تم النشر: 23 أبريل 2012 16:22 CET

By Giovanni Zambello in Bulgaria

Eighty-one representatives from 41 national Red Cross and Red Crescent societies from Europe gathered last week in Lozen, Bulgaria, for the 20th European Youth Cooperation Meeting (EYCM), the biennial meeting of European Red Cross Red Crescent youth leaders.

Established in 1978 as a meeting of European Youth Directors to promote discussion and experience sharing, this year the EYCM went way beyond its original purpose. Youth representatives attending the four-day-long meeting were asked to reflect on the status quo regarding the network to which they belong, and to analyse its purpose and mandate to see if it is still relevant.

“The recently-approved IFRC Youth Policy clearly states that regional networks play a key role in promoting youth leadership,” said Flavio Ronzi, IFRC Youth Delegate in the Europe zone office. “However, the terms of reference for the network have not been updated in more than five years. Since then, we’ve had the adoption of the Youth Declaration, Strategy 2020, as well as the Youth and Volunteering Policies, which by themselves represent huge developments and changes within the universe of Red Cross Red Crescent Youth, and must be reflected in the network’s mission, strategy and plan of action.”

Heather Fitzke has been working on developing new volunteering opportunities for young people in the British Red Cross for the last two years. “I think the primary role of the European Red Cross Red Crescent Youth network is for National Societies to share experiences and ideas, but also to reflect upon what we are all doing, to make sure that we have a shared purpose and a powerful voice,” she said. “Only if we keep having a relevant scope and take actions based on existing needs in member National Societies, can we call ourselves a network. Otherwise we will just keep perpetuating ourselves for the sake of it.”

Most recently, the British Red Cross has been working on increasing the role of young people in decision making, with a strong focus on social media which, through a virtual youth advisory panel, tries to reach out to young volunteers and calls on them to make their voices heard in important decisions and events, such as the IFRC General Assembly.

“I think that good practices like this can inspire other National Societies’ youth within the network and empower them to overcome similar weaknesses in their national contexts,” Heather said.

Through brainstorming the existing strengths and weaknesses of the network, group discussions and team activities, youth representatives at the meeting worked on rethinking the mission of the network, updating its terms of reference and identifyng the priorities that will feed into the network’s strategy and plan of action up to 2014.

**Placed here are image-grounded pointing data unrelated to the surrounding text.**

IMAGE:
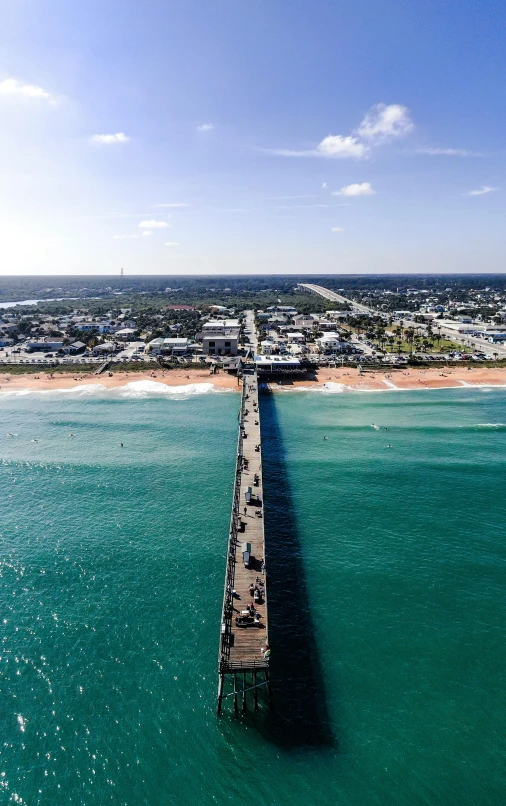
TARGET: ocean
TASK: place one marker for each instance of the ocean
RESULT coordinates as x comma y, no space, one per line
385,527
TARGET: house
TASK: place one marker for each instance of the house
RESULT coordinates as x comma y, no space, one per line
296,336
220,337
75,348
303,320
220,327
220,345
106,347
268,347
47,343
276,363
174,346
171,346
125,334
332,343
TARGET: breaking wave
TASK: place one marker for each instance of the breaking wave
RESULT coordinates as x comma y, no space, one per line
132,389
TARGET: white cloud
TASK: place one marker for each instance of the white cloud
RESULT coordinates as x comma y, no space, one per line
153,224
335,145
383,123
13,87
110,139
481,191
172,204
447,152
356,189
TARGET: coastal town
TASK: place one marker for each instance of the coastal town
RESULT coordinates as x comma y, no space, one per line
306,326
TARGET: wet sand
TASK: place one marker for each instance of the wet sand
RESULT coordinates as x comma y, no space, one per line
349,378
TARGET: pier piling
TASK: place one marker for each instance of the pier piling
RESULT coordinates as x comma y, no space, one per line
244,643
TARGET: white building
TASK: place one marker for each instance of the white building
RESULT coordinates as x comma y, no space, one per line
221,327
173,346
276,363
303,320
49,344
220,345
125,334
106,347
332,343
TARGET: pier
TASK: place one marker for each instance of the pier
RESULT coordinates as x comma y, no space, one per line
243,665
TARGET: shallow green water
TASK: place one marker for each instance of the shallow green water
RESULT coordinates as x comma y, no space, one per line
387,600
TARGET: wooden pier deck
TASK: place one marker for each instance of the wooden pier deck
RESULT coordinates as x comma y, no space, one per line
242,648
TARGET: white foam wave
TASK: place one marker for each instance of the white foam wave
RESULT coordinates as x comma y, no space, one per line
490,425
132,389
81,391
145,388
334,388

"When I joined my National Society, the internet was still not widely used and there were very few online tools available," said Marine Ronzi, who works as youth focal point in the Monaco Red Cross. “Since then, bridging the digital divide became one of our top priorities and with the new communications tools that we developed, we are now proud to show some good results in terms of new youth volunteers that have joined the Monaco Red Cross, and new donors that are supporting us.”

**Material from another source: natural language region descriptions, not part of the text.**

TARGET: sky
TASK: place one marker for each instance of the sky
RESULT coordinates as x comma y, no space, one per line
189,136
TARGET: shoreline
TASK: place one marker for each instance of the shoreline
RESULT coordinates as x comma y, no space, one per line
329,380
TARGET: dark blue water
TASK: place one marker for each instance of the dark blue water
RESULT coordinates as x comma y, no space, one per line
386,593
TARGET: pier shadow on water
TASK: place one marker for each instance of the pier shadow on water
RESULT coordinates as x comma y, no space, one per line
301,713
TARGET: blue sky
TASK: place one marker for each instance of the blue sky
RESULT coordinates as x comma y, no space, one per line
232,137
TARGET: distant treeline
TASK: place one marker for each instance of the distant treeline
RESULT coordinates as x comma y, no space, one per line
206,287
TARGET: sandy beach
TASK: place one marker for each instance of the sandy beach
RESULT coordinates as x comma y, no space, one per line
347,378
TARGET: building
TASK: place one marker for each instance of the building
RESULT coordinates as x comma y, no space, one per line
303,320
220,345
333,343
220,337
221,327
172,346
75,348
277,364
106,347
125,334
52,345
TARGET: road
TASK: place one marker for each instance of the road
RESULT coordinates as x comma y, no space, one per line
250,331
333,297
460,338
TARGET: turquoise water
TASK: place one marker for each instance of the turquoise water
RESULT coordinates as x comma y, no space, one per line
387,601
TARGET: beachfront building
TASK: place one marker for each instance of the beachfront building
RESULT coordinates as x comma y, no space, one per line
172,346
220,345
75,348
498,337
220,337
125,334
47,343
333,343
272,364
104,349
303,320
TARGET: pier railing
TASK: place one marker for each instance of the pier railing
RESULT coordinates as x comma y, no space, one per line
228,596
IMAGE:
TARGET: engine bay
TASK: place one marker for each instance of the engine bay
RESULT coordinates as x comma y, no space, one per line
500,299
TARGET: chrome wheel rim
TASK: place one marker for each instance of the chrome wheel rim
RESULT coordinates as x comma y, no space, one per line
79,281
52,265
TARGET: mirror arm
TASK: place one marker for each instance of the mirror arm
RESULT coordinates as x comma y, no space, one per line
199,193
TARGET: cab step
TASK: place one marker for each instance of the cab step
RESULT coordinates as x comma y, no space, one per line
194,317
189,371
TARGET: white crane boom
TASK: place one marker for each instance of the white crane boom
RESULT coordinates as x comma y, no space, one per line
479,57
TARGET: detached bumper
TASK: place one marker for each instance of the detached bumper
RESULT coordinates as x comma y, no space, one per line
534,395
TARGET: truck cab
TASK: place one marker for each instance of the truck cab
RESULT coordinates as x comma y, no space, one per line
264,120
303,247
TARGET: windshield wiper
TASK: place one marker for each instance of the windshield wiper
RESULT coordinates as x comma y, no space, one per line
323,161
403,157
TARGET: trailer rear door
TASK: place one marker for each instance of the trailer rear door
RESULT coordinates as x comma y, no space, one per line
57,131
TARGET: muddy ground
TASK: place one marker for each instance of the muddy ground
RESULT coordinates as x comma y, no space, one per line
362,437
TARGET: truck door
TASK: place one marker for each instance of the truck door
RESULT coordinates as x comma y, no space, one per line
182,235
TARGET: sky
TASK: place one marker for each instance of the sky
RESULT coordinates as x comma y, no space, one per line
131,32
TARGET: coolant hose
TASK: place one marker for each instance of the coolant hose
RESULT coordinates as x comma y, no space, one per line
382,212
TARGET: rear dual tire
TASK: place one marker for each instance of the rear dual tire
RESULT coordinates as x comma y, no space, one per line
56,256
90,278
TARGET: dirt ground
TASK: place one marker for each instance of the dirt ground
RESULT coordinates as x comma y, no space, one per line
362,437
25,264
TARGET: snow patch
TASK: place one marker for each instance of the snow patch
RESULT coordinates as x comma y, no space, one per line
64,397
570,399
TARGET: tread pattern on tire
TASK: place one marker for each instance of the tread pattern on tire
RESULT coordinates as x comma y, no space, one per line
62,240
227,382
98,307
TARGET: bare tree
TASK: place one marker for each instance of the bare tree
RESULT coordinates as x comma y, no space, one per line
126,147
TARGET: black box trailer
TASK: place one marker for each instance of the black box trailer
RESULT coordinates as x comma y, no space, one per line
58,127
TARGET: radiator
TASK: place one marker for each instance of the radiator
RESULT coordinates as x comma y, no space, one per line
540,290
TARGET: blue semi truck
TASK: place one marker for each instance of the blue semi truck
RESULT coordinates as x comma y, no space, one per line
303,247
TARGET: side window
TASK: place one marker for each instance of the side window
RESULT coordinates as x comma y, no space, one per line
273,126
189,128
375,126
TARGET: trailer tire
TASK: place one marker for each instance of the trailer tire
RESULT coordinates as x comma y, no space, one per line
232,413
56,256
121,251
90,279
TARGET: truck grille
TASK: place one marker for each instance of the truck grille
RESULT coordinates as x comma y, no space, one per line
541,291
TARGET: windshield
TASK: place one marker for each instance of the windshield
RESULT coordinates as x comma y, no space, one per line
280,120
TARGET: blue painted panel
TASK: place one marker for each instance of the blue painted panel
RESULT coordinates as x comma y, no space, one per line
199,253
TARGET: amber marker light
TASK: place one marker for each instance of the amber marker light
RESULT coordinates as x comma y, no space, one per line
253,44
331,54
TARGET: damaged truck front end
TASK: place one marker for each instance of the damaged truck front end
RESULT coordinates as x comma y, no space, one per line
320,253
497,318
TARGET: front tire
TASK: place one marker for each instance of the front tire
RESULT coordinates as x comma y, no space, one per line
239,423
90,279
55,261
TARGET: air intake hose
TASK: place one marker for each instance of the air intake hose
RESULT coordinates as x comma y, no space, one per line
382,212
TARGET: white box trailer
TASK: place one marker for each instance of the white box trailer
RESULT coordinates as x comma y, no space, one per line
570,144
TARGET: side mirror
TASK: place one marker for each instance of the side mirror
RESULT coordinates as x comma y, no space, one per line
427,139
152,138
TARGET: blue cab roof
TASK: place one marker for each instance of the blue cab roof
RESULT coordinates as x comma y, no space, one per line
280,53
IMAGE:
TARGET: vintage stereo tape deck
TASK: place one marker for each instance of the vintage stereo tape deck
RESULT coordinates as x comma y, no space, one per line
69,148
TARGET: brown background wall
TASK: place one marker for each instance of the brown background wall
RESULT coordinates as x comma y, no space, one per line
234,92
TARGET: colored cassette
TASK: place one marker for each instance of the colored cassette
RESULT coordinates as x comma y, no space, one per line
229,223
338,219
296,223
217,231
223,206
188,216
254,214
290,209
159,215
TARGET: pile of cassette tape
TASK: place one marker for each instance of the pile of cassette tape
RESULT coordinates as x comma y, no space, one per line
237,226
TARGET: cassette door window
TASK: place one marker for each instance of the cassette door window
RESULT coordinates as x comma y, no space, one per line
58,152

“The digital divide is still a reality in many countries and National Societies in the Europe zone, and I believe that we as innovators and fast-learners, can play a crucial role to share much needed knowledge of information and communication technologies and help bridge this gap. Our Youth network represents an invaluable platform to share such knowledge and learn from one another. But for the network to keep existing and working effectively, it is time for us to take stock of what we have been a able to achieve through it, and adapt ourselves to meet the new and emerging humanitarian needs of a fast changing Europe.”